Hope this will help. Yes, the tie rod still mounts under the spindle like the stock one. http://www.thedirtforum.com/bumpsteer.htm

JRouche
02-06-2010, 09:21 PM
When running the taller outer tie rod end how does that help with bump steer? does it still mount under the spindle like stock or does it mount on top?

Still mounts at the bottom. From what I understand by lowering the steering arms (tie rod) outside pivot you get the pivot action closer to the pivot action of the lower control arms. You want the tie rod arc to mimic the arc of the lower control arm. Ideally they would occupy the same space, but thats impossible.

So say during compression as the control arm pulls the spindle in, closer to the center of the car the tie rod is pulling the steering arm of the spindle in at the same rate and distance. If not you get bump steer.

Many stock tie rod locations have the tie rod rising at a faster rate than the control arm. Either due to a short tie rod (pivot to pivot) or because the outer pivot is already up too high.

If its up too high (past the three O-clock position at ride height, and the control arm is at the three O-clock position (level lower control arm) then its already pulling in on the steering arm of the spindle before the control arm starts to pull the spindle in during compression. And at a faster rate due to its position higher up on the circle. Picture the 90* between the horizontal (3 O-clock) and twelve O-clock (drivers side looking from the front of the car). If the tie rod is already up into the 90* section by say 5* it is gonna pull in the steering arm of the spindle at a higher rate than the control arm is pulling in on the spindle that is starting out at the 3 O-clock position.
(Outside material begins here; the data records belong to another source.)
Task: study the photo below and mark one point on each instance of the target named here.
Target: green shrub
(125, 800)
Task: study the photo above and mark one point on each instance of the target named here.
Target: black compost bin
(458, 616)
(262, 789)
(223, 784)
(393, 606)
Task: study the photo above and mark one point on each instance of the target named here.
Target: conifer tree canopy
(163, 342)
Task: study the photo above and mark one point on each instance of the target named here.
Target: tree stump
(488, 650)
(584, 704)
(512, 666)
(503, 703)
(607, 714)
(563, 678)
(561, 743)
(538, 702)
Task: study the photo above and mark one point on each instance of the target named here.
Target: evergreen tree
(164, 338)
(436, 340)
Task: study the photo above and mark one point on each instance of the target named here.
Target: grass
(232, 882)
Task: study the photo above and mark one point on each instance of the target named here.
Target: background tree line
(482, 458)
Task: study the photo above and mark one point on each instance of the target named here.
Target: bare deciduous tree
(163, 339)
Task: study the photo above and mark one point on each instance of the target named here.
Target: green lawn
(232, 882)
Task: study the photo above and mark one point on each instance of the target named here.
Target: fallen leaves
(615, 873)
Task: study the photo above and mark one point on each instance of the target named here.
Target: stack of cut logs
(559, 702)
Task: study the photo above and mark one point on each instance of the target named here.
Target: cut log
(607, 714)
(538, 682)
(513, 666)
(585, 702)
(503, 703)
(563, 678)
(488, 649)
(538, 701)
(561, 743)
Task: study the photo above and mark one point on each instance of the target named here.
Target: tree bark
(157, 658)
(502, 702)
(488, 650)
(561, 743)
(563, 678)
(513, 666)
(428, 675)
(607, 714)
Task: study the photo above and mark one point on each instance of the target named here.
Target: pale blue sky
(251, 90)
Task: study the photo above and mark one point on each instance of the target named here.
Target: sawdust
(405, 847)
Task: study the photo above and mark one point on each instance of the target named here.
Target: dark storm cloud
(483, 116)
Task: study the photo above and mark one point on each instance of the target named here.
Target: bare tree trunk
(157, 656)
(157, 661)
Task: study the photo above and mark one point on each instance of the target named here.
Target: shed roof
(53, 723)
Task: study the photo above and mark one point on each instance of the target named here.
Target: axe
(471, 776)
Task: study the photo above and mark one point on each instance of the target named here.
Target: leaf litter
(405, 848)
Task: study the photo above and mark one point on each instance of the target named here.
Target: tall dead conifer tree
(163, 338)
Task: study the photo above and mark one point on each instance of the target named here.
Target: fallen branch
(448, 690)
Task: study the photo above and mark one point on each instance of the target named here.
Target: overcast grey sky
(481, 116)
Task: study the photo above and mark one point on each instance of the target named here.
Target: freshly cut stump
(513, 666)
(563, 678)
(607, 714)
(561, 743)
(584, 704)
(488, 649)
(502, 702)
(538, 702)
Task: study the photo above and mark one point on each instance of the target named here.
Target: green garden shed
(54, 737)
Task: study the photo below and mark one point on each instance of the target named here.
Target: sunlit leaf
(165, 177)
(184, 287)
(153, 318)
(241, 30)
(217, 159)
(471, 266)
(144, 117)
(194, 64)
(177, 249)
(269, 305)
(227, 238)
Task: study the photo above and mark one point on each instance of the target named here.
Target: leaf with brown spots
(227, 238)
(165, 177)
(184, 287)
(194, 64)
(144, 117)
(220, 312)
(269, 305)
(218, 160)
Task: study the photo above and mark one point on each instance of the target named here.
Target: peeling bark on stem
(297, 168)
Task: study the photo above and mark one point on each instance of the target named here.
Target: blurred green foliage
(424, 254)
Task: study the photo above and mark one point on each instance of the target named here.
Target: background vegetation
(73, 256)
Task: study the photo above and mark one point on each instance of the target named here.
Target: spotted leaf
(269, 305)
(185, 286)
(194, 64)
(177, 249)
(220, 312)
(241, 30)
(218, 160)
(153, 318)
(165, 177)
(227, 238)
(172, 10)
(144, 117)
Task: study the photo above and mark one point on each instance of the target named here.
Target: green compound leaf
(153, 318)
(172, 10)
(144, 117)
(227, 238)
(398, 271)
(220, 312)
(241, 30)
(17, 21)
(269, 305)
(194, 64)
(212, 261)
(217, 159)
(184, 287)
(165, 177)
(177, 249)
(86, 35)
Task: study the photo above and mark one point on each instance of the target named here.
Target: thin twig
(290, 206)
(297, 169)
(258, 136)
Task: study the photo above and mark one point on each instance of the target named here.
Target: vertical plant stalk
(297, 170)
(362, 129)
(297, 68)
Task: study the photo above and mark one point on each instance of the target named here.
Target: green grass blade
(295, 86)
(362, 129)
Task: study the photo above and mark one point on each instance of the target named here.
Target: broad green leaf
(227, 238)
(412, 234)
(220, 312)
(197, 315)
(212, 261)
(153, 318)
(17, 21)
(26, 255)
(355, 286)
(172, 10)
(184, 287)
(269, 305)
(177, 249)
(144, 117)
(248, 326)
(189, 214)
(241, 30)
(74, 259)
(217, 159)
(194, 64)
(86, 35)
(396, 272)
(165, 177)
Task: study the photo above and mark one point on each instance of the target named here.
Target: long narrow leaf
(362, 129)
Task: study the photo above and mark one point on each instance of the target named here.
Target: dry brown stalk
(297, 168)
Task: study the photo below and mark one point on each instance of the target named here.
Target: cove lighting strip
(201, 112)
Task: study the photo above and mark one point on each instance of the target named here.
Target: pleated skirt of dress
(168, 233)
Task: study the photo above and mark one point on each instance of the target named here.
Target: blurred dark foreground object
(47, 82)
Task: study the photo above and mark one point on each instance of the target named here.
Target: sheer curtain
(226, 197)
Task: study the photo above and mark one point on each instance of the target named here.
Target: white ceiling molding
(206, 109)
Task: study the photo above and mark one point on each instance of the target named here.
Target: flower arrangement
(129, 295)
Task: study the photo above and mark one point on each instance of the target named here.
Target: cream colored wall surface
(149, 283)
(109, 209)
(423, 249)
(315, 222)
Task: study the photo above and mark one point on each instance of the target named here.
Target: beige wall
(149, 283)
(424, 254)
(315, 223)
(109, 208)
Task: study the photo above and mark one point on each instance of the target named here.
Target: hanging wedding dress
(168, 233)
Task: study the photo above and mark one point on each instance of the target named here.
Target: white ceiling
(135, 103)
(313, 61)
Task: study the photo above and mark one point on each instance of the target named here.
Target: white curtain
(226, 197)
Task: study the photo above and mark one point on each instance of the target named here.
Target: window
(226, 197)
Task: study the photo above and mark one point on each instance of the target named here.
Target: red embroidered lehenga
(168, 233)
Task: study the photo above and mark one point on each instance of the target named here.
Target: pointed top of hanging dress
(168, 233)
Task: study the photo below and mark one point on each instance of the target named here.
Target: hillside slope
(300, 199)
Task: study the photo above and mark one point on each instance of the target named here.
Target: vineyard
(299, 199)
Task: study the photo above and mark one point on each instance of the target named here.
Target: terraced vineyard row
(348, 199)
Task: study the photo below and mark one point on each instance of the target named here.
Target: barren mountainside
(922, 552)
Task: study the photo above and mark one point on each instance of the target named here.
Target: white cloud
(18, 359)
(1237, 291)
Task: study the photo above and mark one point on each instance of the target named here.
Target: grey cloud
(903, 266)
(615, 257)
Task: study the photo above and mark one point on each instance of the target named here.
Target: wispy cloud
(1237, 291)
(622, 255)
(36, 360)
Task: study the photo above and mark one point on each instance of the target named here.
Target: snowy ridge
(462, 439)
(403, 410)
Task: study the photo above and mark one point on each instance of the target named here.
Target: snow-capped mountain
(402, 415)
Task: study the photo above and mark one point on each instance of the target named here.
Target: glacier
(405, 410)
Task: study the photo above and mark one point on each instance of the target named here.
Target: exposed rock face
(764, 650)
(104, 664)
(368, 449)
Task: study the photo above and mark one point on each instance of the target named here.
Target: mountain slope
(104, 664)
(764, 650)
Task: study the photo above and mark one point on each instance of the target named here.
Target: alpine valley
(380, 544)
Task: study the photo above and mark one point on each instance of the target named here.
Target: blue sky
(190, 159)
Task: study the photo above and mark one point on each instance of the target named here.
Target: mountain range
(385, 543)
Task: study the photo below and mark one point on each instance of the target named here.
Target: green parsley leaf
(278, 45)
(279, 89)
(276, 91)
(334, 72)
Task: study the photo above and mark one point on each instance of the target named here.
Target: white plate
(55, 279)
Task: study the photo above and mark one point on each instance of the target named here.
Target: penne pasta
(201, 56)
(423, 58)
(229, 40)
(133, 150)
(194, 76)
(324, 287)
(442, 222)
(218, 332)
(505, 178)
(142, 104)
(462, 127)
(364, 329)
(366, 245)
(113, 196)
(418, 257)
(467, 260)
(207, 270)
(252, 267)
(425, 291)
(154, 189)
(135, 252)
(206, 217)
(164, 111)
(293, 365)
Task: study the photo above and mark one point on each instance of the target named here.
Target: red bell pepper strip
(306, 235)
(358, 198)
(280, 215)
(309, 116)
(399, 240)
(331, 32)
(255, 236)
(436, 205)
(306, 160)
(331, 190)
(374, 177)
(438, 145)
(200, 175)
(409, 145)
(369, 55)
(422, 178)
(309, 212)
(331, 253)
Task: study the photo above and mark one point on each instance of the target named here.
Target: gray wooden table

So the idea is to lower the outside pivot of the tie rod to get it closer to the three O-clock position and inline with the lower control arm. Maybe even lower than three O-clock to make up for a really short tie rod. But lower is worse. Cause if the tie rod is pointing down and the control arm is level you will have some squirmy steering. BUMP STEER. Cause during compression the tie rod goes from a "short arm" (being below the 3 O-clock position) growing in length as it rises, pushing the steering arm of the spindle out as the tie rod rises during compression of the suspension to a shortening arm as it passes 3 O-clock and on up. So you transition from a pushing to a pulling when the control arm was pulling during the entire compression cycle. That IMO is the worst of bump steer. Better to keep the tie rod at least in the same pulling or pushing cycle as the control arm than to over compensate and having the tie rod do a flip flop during compression..

Oh, why am I only talking about the compression cycle? Well, because I would have to write all of this for the rebound cycle too. Ok, I will.. :) Kidding. Wont bore you more. But I do think it is more important to talk about the compression cycle because in a turn the outside tire is gonna be in compression, and it happens to be the tire that is gonna have the most influence on the handling. Might as well lift the inside tire off the ground if yer fast. Kidding again. All the tires matter. I just happened to choose compression.

Again, ideally the two arms (control and tie rod) would occupy the same area and be the same length.

But in a long answer thats how I see it.

Summary.. Tall rod ends lower the tie rod to put it in sync with the control arm. Solly for the confusing reply. I explain things better in person. Writing wasnt one of my better skills :) JR

Jasons72
02-07-2010, 07:44 AM
That was a very good explanation and i did understand it. Makes very good sense and i see how it will help. If i could sell one of my two VW's i think i could afford to spend a little more and get everything i will need to do the suspension correctly, ie the adjustable upper arms, taller ball joints and whatever spring and shock combo i'm going to come up with since the ride height i have has very poor lca angle, also going to put solid lca bushings in.